Long-awaited (temporary) victory – Interpretation of the Ripple case

Ripple Labs obtained a partial favorable judgment from the New York District Court on July 13, 2023, and the crypto market responded with a sharp rise. In addition to XRP itself, a series of tokens previously classified as securities by the SEC also saw significant increases.

As we will discuss later, we still have a long way to go before the crypto industry truly enters an era of clear regulation. But there is no doubt that Ripple Labs’ partial victory is still one of the most important things in the crypto industry in 2023.
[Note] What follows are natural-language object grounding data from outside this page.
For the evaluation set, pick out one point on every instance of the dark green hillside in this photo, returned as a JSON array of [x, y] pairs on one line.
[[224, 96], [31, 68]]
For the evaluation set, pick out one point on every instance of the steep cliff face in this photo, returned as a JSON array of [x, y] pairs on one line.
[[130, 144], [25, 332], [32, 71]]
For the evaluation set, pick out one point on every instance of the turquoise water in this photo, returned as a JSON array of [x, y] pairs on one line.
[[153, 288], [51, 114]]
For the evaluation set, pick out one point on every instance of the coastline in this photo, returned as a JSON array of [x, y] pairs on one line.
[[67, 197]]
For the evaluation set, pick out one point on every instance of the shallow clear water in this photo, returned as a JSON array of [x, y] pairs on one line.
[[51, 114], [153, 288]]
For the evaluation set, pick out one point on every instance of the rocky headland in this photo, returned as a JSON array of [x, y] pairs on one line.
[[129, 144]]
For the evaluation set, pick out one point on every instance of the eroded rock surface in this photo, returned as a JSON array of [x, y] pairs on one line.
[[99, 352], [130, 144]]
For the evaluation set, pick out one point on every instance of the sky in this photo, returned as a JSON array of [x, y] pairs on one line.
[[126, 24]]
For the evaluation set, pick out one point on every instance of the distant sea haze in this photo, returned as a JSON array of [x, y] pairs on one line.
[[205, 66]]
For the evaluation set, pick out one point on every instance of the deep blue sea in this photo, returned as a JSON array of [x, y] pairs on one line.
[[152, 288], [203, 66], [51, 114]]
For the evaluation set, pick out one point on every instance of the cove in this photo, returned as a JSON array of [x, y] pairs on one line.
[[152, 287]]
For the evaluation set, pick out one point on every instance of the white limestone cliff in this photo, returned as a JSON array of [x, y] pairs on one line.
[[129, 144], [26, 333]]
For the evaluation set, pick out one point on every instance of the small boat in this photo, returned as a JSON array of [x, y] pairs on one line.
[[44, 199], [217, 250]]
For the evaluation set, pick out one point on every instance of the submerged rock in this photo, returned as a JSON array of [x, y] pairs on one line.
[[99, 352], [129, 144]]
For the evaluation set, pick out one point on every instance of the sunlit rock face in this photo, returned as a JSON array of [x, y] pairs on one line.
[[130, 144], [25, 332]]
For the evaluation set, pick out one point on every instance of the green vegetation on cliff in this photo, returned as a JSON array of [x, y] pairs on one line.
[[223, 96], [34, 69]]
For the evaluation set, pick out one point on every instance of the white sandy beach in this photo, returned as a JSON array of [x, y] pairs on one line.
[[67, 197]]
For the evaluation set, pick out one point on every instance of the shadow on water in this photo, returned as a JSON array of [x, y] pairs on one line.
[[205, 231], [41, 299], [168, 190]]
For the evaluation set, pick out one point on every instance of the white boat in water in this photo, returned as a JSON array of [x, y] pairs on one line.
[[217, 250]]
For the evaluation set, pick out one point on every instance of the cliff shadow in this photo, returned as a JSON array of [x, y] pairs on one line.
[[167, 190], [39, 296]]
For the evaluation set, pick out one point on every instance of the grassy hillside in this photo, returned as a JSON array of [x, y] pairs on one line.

Below are some important disputes between US regulators and the crypto industry before SEC vs Ripple Labs.

It is not difficult to see that almost all major disputes before were concluded with the failure or compromise of crypto companies.

In a sense, this is the first meaningful victory for the crypto industry in the war with US regulators, even if it is only a partial victory.

There have been many detailed interpretations of the specific content of this court judgment, and we will not go into it here; interested friends can read the long tweet by LianGuairadigm Policy Director Justin

You can also read the original text of the court judgment yourself

Before we delve into the detailed interpretation of this judgment, let’s briefly introduce the core criteria for defining securities in the US legal system that we often hear – the Howey Test.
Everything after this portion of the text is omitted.